Boardgame: Downton Abbey

Downton Abbey, the award-winning British costume drama/soap opera that has become a global hit series, doesn’t seem like the ideal fit for an adaptation to the board game world, but that is exactly what’s happened. Downton Abbey: The Board Game casts the players as maids or footmen, drawing destination cards that make them roll the dice and run around the abbey in exchange for “bells” (reward points), while trying not to be waylaid by Carson cards or letters that require unpredictable actions. It is a terrible game.
This is the archetype of the brainless “roll the dice, move your mice” style of boardgame that has fallen out of fashion in the last two-plus decades, since Klaus Teuber’s Settlers of Catan triggered a shift in gamers’ tastes.

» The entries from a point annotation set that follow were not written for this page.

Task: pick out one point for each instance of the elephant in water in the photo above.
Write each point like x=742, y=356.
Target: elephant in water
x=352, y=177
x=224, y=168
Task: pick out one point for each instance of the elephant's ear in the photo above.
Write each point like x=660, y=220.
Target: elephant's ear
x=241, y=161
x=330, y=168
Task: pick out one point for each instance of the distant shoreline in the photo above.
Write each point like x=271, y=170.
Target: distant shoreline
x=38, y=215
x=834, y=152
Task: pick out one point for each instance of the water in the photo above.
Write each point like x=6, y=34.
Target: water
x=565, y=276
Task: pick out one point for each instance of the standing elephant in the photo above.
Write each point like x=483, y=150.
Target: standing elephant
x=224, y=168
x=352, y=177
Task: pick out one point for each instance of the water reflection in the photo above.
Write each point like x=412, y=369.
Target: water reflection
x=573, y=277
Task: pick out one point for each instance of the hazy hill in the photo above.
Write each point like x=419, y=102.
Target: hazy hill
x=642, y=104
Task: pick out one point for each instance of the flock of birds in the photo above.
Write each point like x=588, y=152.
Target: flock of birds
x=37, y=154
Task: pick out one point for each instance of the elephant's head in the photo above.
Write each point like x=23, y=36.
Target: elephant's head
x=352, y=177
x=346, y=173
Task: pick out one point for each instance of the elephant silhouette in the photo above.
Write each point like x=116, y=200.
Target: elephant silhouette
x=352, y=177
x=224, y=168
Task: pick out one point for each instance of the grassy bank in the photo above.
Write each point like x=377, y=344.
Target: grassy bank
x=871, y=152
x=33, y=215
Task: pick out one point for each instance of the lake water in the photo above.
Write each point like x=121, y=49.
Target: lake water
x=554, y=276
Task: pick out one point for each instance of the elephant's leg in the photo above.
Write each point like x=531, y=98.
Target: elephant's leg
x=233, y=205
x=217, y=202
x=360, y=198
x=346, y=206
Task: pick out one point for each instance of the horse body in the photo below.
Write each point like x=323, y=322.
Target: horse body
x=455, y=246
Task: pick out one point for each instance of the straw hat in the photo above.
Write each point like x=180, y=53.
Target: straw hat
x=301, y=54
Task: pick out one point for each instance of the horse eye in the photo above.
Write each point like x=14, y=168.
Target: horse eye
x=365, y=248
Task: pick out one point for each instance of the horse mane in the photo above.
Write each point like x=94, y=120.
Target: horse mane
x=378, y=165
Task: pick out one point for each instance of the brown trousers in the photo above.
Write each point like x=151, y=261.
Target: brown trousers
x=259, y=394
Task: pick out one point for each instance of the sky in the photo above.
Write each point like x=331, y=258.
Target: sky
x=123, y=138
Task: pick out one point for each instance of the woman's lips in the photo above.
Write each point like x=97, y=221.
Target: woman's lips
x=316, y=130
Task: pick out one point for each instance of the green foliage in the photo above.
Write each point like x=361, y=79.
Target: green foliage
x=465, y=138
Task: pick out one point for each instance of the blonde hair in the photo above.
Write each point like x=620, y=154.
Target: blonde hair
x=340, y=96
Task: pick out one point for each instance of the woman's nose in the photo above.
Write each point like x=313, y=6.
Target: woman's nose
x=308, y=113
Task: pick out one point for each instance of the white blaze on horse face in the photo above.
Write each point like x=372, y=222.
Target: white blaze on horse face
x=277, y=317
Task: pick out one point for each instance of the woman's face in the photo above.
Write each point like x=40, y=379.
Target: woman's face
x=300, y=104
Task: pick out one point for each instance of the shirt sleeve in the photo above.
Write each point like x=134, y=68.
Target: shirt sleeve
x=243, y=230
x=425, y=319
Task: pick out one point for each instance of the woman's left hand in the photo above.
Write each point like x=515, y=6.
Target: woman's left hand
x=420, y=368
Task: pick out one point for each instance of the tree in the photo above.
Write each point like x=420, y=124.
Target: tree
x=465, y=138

The Downton Abbey game calls for almost no decision-making on the part of the players, very little interaction between players, and no way to plan around the hazards on the board.
Each player has to draw three destination cards, with a task (just window dressing) and a destination on it as well as a reward from one to four bells, with no apparent connection between the destination and the reward for it. Once a player completes a destination, s/he must draw another card from the deck; play continues until the deck is exhausted, after which players must return to the Servants’ Hall, with the first player to complete all of his cards and return to the Hall receiving a ten-point bonus – significant in a game where there are only 78 total bells available through the destination card deck.